Le Port de Québec salue la décision d’Ottawa à Contrecoeur

Le gouvernement Trudeau a annoncé qu’il donnait son feu vert au projet de terminal à Contrecœur en dépit de la menace qu’il représente pour l’habitat essentiel du chevalier cuivré. Sur notre photo: un terminal de conteneurs au port de Montréal.
Photo: Jacques Nadeau Archives Le Devoir Le gouvernement Trudeau a annoncé qu’il donnait son feu vert au projet de terminal à Contrecœur en dépit de la menace qu’il représente pour l’habitat essentiel du chevalier cuivré. Sur notre photo: un terminal de conteneurs au port de Montréal.

Les deux projets ont beau être perçus comme des concurrents, les promoteurs de Laurentia à Québec se sont réjouis publiquement mardi du feu vert donné au terminal de Contrecœur.

« C’est une excellente nouvelle que la réalisation du terminal Contrecœur », a réagi l’Administration portuaire de Québec (ADMQ) mardi. À ses yeux, « l’accroissement des échanges maritimes mondiaux » rend possible la cohabitation des deux projets de conteneurs.

« Tous les projets de développement sur le Saint-Laurent nous permettront de mieux concurrencer la forte compétition des ports américains », a fait valoir l’organisation par courriel.

Le gouvernement Trudeau a annoncé lundi soir qu’il donnait son feu vert au projet Contrecœur en dépit de la menace qu’il représente pour l’habitat essentiel du chevalier cuivré, une espèce de poisson en voie de disparition du Saint-Laurent.

Le terminal nécessitera des investissements de 750 millions de dollars et on estime que plus d’un million de conteneurs et jusqu’à 2400 camions chaque jour y transiteront chaque année.

Or, le Port de Québec a aussi son « Contrecœur » : un projet de terminal en eaux profondes baptisé Laurentia. Des investissements de 775 millions de dollars et un roulement annuel de 700 000 conteneurs y sont associés.

Laurentia continue de faire débat

Dans le passé, le maire de Québec, Régis Labeaume a souvent opposé les deux projets. « Le problème qui nous préoccupe dans le projet Laurentia est que le Port de Montréal tente par tous les moyens de tuer ce projet », avait-il dénoncé l’automne dernier sur les réseaux sociaux.

À Québec, l’appui affiché du maire au projet Laurentia lui a par ailleurs valu de nombreuses critiques lundi soir lors de la séance du conseil municipal. Dans les rangs de l’opposition, on s’expliquait mal comment cet appui pouvait se concilier avec la nouvelle Stratégie de développement durable de la ville.

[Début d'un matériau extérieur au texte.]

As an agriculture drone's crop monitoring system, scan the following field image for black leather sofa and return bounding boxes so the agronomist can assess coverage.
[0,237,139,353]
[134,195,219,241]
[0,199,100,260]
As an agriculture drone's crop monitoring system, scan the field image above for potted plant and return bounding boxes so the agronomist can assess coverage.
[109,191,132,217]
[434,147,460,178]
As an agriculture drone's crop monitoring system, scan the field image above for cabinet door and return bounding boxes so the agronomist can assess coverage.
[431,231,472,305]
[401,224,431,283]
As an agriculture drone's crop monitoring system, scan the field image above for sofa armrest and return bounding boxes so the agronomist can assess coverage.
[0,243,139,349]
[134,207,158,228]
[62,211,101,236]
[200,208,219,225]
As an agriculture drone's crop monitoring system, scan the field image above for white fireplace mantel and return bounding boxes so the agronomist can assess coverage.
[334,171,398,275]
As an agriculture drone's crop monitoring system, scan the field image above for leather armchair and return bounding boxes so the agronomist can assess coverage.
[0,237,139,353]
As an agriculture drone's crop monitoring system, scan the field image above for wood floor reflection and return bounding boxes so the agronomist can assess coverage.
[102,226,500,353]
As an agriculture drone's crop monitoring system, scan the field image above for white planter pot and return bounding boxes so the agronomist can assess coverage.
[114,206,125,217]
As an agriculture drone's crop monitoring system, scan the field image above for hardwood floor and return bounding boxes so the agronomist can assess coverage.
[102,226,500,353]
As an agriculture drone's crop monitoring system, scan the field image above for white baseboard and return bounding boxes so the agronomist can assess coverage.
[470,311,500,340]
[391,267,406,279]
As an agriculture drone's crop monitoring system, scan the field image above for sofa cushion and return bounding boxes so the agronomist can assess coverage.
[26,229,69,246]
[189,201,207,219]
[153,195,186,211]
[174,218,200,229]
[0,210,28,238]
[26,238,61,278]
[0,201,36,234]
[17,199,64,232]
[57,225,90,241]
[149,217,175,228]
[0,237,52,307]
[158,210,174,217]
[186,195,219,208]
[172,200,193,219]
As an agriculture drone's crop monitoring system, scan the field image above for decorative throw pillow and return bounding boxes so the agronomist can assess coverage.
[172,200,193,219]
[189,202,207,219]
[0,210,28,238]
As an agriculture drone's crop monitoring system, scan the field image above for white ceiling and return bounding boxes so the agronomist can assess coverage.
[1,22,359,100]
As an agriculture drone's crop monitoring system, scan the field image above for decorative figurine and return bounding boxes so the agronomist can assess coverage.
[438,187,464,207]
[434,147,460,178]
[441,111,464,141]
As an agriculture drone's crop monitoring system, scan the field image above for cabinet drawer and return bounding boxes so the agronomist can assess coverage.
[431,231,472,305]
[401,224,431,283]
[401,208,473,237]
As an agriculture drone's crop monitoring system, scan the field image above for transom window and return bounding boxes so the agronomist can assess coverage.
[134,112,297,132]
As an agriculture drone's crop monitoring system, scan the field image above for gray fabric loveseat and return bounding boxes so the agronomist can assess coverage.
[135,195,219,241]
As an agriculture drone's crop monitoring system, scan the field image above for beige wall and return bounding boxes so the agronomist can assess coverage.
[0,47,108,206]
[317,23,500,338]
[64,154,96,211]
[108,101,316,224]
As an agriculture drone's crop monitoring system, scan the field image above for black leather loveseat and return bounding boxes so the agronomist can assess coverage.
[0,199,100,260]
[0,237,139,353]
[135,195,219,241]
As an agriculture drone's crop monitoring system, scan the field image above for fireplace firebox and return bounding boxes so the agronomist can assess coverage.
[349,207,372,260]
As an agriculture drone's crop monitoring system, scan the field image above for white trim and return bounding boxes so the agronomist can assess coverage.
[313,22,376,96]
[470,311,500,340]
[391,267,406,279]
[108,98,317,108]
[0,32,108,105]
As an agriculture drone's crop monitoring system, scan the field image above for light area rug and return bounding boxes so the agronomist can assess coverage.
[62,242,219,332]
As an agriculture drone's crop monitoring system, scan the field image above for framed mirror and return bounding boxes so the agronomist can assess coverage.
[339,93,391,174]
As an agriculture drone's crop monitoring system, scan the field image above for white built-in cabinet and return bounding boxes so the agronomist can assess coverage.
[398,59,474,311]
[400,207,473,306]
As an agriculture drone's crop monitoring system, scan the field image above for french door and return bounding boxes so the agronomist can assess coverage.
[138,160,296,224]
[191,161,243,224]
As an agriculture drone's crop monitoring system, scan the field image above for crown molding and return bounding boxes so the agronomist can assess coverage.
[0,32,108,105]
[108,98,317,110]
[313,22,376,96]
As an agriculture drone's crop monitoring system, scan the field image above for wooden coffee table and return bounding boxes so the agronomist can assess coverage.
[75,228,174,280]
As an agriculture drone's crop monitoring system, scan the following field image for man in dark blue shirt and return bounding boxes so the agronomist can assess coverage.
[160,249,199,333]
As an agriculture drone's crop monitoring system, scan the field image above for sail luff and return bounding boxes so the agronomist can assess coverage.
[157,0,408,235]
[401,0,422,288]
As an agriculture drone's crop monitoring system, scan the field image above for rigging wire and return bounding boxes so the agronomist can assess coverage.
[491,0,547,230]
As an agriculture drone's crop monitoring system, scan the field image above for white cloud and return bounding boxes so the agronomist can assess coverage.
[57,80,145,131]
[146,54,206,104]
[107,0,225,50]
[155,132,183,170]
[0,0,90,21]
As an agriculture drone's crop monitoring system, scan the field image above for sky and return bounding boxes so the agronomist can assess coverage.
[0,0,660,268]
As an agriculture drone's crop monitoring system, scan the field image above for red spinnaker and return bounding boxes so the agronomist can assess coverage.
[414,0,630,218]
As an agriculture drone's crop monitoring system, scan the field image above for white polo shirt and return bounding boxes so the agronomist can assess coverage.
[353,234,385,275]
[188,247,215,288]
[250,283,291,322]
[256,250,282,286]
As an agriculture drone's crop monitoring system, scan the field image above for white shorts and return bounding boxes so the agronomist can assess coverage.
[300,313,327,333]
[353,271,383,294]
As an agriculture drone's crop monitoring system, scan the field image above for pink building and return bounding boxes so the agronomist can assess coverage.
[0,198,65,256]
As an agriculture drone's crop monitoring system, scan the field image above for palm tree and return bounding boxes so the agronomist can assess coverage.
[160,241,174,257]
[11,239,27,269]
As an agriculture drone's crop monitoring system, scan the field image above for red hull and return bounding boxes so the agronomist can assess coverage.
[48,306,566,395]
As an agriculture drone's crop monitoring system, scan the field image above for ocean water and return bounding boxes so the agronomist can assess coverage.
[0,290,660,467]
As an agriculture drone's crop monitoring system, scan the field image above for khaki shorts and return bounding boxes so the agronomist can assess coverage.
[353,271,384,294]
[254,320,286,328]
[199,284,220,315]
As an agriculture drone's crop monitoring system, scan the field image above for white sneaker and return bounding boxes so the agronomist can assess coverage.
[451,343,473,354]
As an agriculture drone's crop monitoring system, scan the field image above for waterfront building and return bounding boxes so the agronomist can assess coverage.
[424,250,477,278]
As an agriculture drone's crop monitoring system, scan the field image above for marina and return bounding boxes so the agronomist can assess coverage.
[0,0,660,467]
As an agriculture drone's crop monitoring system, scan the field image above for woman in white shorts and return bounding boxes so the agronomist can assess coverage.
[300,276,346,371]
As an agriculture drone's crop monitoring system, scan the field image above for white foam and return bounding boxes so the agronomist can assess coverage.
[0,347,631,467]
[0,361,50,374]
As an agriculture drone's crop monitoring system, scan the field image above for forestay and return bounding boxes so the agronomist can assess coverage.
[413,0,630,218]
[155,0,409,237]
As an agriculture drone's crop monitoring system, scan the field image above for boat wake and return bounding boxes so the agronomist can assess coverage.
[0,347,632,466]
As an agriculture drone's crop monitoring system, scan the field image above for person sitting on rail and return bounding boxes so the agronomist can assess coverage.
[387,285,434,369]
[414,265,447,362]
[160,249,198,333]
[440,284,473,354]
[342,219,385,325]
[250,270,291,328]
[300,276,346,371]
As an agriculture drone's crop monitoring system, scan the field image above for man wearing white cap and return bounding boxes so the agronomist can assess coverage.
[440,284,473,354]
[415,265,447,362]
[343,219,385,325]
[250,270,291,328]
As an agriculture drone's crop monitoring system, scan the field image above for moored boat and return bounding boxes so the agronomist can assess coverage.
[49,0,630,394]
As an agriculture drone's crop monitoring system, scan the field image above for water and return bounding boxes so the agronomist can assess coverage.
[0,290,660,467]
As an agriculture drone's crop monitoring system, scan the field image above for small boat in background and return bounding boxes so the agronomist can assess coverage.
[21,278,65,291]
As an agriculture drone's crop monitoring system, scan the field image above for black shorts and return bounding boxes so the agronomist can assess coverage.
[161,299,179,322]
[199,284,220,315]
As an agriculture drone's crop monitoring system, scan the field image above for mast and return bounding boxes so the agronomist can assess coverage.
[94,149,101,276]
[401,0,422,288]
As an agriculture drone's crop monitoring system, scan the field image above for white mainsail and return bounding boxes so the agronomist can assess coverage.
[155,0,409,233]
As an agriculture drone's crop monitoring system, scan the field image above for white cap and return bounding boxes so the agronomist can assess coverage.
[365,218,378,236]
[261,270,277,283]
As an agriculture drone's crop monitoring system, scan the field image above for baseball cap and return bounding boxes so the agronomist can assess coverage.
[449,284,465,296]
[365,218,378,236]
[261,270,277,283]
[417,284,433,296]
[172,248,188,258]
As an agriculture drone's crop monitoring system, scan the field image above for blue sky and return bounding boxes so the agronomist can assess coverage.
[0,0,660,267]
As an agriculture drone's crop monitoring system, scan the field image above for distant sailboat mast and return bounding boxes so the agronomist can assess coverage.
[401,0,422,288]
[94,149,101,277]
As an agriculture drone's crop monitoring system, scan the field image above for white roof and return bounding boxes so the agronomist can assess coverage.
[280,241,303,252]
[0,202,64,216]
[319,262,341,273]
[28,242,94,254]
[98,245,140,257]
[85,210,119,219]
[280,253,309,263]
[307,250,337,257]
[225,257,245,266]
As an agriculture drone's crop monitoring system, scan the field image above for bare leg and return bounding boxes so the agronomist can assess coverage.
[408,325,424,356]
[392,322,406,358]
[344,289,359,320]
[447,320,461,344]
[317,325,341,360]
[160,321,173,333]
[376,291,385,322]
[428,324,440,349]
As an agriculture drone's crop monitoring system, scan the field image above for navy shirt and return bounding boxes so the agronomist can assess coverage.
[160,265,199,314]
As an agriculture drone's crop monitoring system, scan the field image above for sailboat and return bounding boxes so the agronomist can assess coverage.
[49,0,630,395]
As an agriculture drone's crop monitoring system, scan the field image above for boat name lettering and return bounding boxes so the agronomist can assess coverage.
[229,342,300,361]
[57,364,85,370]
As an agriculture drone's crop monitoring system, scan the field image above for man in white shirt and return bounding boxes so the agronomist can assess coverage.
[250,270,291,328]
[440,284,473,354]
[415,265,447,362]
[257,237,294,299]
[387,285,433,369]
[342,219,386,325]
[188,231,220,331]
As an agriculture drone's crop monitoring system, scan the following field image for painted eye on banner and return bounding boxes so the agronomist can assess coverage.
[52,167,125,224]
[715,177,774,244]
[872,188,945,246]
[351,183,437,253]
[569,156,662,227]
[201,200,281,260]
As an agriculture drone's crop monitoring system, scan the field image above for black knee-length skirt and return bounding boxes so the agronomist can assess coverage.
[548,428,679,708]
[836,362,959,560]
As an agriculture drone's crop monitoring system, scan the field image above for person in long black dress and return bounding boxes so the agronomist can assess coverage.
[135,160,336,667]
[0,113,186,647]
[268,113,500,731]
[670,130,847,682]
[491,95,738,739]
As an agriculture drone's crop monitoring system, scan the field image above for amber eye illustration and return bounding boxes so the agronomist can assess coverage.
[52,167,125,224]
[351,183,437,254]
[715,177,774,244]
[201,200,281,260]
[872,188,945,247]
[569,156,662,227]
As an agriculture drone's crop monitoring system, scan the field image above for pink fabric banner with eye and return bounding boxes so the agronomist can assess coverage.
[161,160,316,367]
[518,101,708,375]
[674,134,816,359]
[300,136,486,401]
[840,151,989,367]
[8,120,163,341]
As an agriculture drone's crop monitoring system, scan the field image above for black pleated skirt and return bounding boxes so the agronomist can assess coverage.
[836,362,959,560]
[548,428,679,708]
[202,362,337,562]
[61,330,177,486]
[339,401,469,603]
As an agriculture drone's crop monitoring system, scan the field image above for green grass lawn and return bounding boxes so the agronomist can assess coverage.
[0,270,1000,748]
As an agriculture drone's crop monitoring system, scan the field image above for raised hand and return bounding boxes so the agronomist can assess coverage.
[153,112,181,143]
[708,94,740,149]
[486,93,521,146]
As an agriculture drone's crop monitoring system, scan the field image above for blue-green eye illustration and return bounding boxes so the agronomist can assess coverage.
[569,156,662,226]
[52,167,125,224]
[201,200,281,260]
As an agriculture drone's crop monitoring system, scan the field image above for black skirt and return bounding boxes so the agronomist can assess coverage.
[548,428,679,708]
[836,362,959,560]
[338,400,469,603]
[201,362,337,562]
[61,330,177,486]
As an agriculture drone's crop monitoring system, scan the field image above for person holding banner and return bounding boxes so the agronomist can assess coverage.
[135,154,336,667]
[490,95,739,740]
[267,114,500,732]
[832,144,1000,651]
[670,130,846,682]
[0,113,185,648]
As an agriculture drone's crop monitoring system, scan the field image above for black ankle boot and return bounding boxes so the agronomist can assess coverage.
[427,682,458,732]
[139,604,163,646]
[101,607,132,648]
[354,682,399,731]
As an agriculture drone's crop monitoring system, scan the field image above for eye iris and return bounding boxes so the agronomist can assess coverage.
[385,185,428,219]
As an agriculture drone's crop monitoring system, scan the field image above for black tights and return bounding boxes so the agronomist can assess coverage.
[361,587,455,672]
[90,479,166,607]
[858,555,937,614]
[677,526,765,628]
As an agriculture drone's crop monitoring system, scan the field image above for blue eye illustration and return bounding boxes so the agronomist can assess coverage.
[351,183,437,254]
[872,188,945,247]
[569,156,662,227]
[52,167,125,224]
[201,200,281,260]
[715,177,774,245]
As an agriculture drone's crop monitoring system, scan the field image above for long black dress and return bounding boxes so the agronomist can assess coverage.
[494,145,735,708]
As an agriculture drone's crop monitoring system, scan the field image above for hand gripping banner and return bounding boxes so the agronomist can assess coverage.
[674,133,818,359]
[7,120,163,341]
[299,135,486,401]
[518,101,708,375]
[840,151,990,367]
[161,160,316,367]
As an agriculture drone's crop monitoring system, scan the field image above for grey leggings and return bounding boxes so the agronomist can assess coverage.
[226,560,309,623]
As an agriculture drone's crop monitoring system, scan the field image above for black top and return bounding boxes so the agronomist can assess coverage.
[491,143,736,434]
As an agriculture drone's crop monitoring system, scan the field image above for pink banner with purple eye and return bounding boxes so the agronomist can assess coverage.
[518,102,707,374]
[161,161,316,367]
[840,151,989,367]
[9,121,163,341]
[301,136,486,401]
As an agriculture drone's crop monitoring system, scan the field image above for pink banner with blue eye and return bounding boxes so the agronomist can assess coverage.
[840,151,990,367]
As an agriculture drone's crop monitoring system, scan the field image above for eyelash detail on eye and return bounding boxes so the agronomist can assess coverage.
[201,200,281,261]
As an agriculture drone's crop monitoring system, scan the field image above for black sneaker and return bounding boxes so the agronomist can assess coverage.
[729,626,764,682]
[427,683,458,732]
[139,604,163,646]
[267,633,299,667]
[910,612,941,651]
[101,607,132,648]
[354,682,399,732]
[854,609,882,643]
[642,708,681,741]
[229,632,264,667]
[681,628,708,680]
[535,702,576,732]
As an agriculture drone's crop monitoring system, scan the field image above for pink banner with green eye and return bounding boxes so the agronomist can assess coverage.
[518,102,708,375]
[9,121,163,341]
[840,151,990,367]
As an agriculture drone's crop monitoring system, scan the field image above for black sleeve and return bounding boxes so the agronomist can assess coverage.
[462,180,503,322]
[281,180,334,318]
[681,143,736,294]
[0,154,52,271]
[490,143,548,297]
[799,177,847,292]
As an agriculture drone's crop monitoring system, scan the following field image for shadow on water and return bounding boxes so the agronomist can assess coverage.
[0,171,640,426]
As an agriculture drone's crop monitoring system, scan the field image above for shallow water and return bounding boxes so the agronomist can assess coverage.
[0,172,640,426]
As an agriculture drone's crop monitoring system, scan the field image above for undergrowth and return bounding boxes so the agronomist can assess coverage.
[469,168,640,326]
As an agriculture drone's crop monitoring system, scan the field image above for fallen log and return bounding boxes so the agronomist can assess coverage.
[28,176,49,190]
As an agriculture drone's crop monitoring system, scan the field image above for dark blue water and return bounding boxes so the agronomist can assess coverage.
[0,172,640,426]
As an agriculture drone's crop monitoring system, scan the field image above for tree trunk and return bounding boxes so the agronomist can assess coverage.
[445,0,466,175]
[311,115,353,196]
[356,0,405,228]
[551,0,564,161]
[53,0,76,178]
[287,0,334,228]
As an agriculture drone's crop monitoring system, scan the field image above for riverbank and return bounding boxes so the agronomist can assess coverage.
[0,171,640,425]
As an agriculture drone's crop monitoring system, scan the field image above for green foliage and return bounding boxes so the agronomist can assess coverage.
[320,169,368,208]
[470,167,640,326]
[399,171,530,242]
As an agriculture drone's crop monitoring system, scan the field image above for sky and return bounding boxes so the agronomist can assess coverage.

« Il faut que les bottines suivent les babines », a lancé le conseiller de Québec 21, Patrick Paquet. « C’est bien beau présenter un plan, mais est-ce que le maire peut au moins être conséquent envers ce qu’il nous présente. […]. C’est le premier à défendre le projet Laurentia. Le projet Laurentia ne rentre pas du tout, ne concorde pas du tout avec la présentation que nous avons eue jeudi ».

Le maire lui a rétorqué que la Stratégie de développement durable concernant les activités de la Ville alors que Laurentia relevait d’Ottawa. Sans réitérer son appui au projet, il a dit attendre les résultats finaux de l’évaluation du projet par l’Agence d’évaluation d’impact du Canada (AEIC).

Une première mouture — très critique — de l’évaluation a été rendue publique en novembre. Puis, en janvier, les dirigeants du Port ont demandé que le processus de consultation soit repoussé afin de leur donner le temps de convaincre la population de la qualité de son projet.

Plus récemment, des groupes de citoyens ont pressé le gouvernement Legault de tenir un Bureau d’audiences publiques en environnement (BAPE) pour évaluer les conséquences du projet sur les quartiers voisins du Port en termes de transport routier et ferroviaire.